At the Chernobyl Museum in Kiev, the solidarity from Cuba is featured in a large display panel, with photos, letters from family members, and a copy of the Cuban daily Granma from March 31, 1990, showing a gathering of Ukrainian mothers with their children. Irina Ivasenko, president of the Ukrainian Association of Children of Chernobyl, tells Granma she is struck by how such a small country has such a huge heart.

Workers fight pay, pension cuts

The authors of this article hooked up with Remezenko at Chernobyl Park in the exclusion zone, which was opened on the 25th anniversary of the explosion. A long row of signs carry the names of the 187 towns in Ukraine and Belarus that were evacuated. Another monument marks the murderous effects of Washington’s nuclear assault on Hiroshima and Nagasaki in 1945.

“Twenty-eight firefighters from the plant and from two fire departments in Chernobyl and Pripyat were killed fighting the fires after the explosion,” Remezenko told us. In their honor, firemen donated money to build a life-size monument in front of their fire station. The government refused to pay for it.

Like many of the nuclear workers, Remezenko lives in Slavutych, a town of 25,000 built to house workers forced to abandon Pripyat.

“We are among the lowest paid and worst-treated nuclear workers,” Sergey Akamovych, an executive committee member of the union, told us. “We don’t produce any energy to sell so we don’t make them any profit.”

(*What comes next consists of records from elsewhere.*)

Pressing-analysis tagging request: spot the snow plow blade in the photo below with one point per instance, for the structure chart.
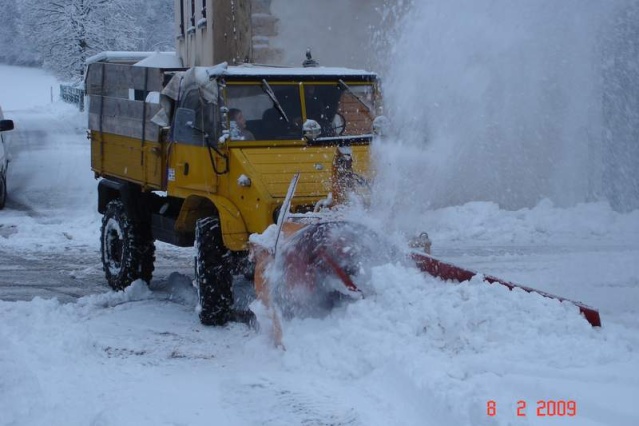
(450, 272)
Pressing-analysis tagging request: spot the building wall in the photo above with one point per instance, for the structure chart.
(339, 32)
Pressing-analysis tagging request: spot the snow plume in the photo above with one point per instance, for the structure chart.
(502, 101)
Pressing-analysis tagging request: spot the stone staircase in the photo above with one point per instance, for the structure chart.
(264, 29)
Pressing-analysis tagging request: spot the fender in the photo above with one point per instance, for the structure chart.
(234, 232)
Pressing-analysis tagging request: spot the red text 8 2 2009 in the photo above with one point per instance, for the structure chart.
(543, 408)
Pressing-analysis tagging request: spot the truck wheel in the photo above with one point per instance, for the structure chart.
(127, 251)
(3, 190)
(213, 273)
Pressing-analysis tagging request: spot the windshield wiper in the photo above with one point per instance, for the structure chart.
(349, 90)
(269, 91)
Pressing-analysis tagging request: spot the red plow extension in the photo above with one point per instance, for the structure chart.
(450, 272)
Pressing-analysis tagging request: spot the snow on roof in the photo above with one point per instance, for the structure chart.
(126, 57)
(259, 70)
(161, 60)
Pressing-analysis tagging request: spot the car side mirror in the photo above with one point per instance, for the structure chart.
(6, 125)
(311, 129)
(184, 129)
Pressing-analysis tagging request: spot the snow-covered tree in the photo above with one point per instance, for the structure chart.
(14, 47)
(155, 19)
(67, 32)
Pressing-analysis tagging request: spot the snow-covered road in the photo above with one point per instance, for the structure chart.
(421, 352)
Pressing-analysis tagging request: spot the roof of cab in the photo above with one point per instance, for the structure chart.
(259, 72)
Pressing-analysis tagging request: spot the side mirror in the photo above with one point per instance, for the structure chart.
(339, 124)
(6, 125)
(311, 130)
(184, 128)
(381, 126)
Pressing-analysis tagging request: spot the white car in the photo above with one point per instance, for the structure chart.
(5, 125)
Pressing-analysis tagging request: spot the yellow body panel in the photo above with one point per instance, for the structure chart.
(248, 209)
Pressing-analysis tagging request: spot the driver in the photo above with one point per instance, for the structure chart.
(238, 126)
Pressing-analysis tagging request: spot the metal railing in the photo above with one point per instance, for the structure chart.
(73, 95)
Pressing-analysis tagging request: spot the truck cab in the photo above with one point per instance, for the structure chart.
(204, 156)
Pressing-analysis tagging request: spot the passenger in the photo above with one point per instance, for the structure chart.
(238, 126)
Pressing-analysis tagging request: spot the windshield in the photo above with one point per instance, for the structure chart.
(253, 115)
(341, 110)
(273, 111)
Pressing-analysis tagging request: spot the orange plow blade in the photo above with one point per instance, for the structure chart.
(449, 272)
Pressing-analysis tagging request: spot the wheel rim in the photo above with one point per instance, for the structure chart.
(113, 246)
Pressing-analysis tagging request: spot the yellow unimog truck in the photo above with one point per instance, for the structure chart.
(204, 156)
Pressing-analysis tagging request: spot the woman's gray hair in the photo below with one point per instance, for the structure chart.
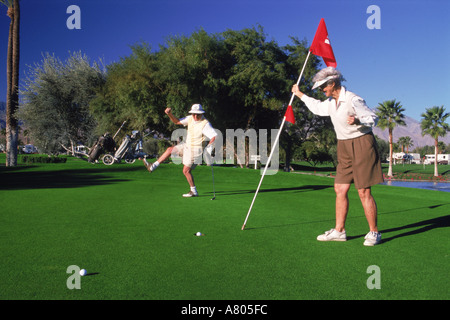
(330, 74)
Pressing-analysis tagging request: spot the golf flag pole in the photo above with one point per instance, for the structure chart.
(289, 115)
(321, 47)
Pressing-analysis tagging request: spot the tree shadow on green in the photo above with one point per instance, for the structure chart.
(21, 180)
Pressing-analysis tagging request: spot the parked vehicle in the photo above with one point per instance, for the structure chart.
(442, 159)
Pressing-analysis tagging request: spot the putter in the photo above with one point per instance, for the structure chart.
(214, 189)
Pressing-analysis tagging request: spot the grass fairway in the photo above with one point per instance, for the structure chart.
(134, 234)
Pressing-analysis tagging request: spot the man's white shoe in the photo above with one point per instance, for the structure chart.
(372, 238)
(190, 194)
(332, 235)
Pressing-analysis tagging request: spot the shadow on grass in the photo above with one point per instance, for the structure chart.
(423, 226)
(17, 179)
(300, 188)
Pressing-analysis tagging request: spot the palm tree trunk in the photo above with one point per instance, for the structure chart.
(435, 157)
(12, 99)
(390, 153)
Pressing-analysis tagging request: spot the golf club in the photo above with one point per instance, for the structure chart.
(214, 189)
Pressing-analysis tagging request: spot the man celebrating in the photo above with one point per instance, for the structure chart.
(358, 159)
(190, 150)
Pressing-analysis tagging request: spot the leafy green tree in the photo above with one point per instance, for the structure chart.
(390, 115)
(56, 97)
(434, 124)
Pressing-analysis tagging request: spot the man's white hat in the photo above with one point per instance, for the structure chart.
(197, 108)
(321, 82)
(329, 73)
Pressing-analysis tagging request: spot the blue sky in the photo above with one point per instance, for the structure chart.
(408, 59)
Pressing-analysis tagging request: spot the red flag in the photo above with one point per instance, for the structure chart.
(289, 115)
(321, 45)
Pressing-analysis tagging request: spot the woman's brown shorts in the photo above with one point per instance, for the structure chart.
(358, 162)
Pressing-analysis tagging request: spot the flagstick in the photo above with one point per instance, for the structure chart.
(273, 146)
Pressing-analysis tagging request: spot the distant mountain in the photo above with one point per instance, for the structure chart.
(412, 129)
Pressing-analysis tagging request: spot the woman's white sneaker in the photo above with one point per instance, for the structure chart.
(332, 235)
(372, 238)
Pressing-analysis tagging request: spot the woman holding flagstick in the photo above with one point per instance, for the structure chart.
(358, 159)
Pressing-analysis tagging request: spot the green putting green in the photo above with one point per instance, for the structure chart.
(134, 234)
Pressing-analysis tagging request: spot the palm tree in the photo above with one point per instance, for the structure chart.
(12, 73)
(405, 142)
(390, 114)
(433, 124)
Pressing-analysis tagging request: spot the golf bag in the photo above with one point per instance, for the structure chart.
(125, 151)
(104, 143)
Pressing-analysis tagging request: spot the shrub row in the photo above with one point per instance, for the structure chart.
(43, 159)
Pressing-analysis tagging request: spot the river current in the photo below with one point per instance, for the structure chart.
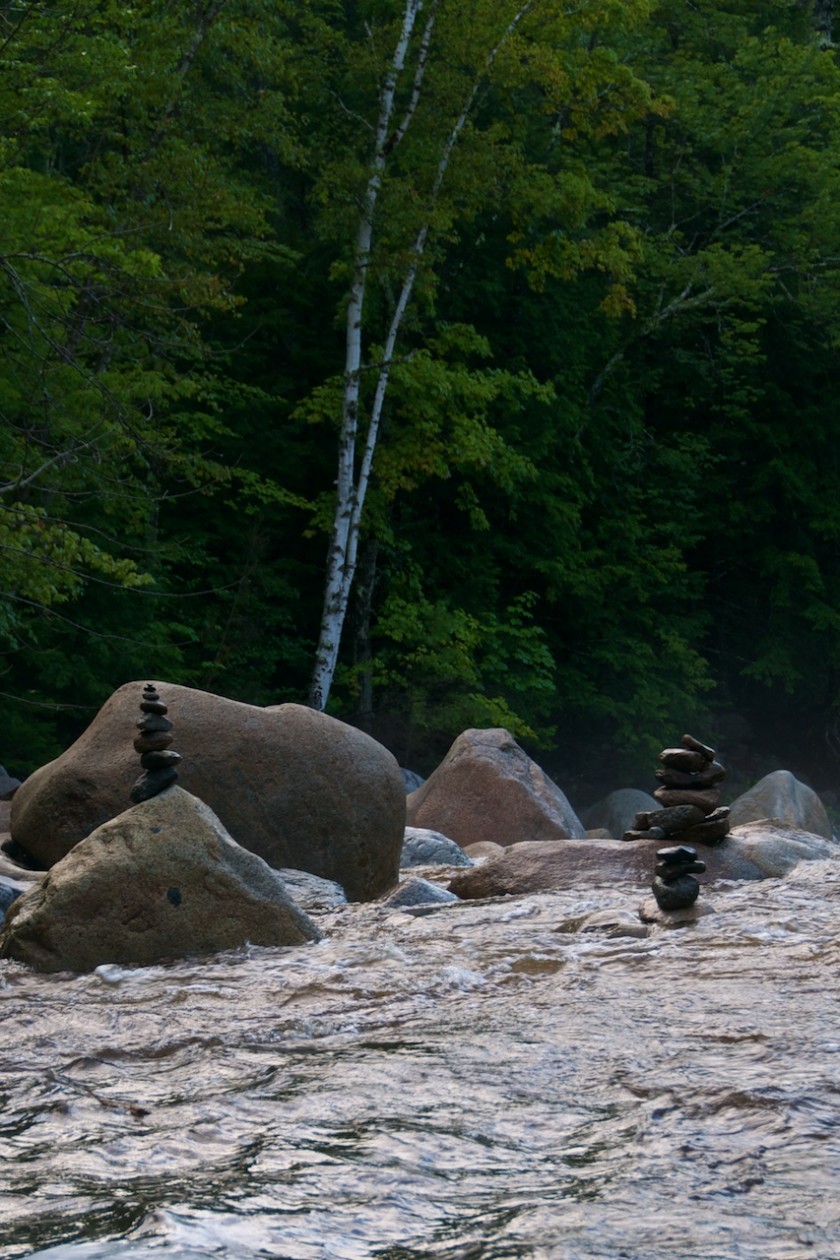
(479, 1082)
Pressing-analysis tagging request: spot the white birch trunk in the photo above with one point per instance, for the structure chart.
(351, 490)
(339, 573)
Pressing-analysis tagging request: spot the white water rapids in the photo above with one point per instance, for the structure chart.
(480, 1082)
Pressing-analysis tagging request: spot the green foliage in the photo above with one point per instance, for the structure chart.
(603, 499)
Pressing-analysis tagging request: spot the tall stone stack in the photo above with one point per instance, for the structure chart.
(689, 793)
(153, 740)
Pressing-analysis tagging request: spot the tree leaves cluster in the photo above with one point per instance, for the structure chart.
(567, 276)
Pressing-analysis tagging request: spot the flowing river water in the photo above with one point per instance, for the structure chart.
(480, 1081)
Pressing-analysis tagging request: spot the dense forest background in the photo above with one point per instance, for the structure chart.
(515, 320)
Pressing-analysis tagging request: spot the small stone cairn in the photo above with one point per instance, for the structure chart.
(153, 744)
(674, 885)
(689, 793)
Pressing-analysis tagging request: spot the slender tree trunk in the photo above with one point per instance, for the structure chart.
(351, 489)
(824, 22)
(340, 562)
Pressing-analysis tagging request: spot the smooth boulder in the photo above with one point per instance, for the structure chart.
(780, 795)
(422, 847)
(161, 881)
(758, 851)
(295, 786)
(489, 789)
(539, 866)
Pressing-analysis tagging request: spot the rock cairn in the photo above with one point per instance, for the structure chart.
(689, 793)
(153, 744)
(674, 885)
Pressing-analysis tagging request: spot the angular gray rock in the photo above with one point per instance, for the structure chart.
(417, 892)
(489, 789)
(292, 785)
(780, 795)
(161, 881)
(615, 813)
(311, 892)
(422, 847)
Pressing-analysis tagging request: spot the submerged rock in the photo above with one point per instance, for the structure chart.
(311, 892)
(161, 881)
(489, 789)
(423, 847)
(417, 892)
(758, 851)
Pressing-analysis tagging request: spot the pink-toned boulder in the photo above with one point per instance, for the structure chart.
(781, 795)
(489, 789)
(161, 881)
(292, 785)
(539, 867)
(758, 851)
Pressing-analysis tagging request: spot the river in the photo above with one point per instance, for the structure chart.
(481, 1082)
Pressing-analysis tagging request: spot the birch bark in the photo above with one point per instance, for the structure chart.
(351, 485)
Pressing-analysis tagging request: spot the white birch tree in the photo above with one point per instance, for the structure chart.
(443, 58)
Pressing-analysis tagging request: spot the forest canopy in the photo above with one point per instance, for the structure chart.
(438, 363)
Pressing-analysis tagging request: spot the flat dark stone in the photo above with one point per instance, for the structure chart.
(676, 853)
(153, 742)
(708, 778)
(679, 895)
(151, 784)
(673, 819)
(159, 760)
(688, 741)
(654, 833)
(683, 759)
(154, 722)
(668, 873)
(713, 830)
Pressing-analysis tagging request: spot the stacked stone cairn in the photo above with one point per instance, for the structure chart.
(153, 744)
(689, 791)
(674, 885)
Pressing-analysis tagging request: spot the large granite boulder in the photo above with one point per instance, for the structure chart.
(758, 851)
(539, 866)
(615, 814)
(161, 881)
(291, 784)
(489, 789)
(782, 796)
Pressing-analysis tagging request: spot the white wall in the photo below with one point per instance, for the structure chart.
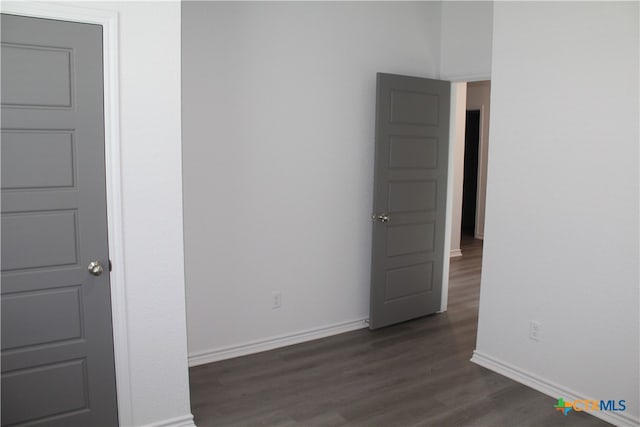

But there is still room for corruption, he said. Only 60 percent of the government’s allocation for Chernobyl makes it to the plant each year. The rest, he said, “disappears.”

Some 2,700 workers from Slavutych work at Chernobyl, dismantling the remaining reactors, processing leftover nuclear fuel and preventing new radioactive leaks. It is a slow and dangerous process. All four reactors are closed; the last shut down in 2000. Two reactors — No. 5 and No. 6 — were under construction at the time of the explosion and still stand, partially built and surrounded by a gaggle of cranes.

Approximately 200 tons of fuel, plutonium and other highly radioactive fission by-products remain in the bowels of the destroyed reactor No. 4.

Somewhere between 600,000 to 800,000 workers — known as liquidators — were involved in the cleanup effort. Thousands of coal miners were drafted from across Ukraine to dig a tunnel under the wreckage and install a coil to cool the concrete floor and reinforce cracks.

At first they were granted special government benefits because of the danger of the work, including two years of pensions for each year they worked. But nuclear workers more and more had to fight successive Ukrainian governments over wages and pensions. In February 1999, workers set up tent camps outside government offices in Kiev and the country’s five nuclear plants demanding they be paid more than $15 million in outstanding wages.

The fighting example of workers who have been involved in the cleanup and maintenance of the Chernobyl nuclear site is part of the political struggle taking shape in Ukraine today. Protests by liquidators took place from 2011 through 2013 from Kiev to Kharkiv to Luhansk, opposing the pension cuts ordered by President Viktor Yanukovych, who was overthrown in popular anti-government demonstrations in February.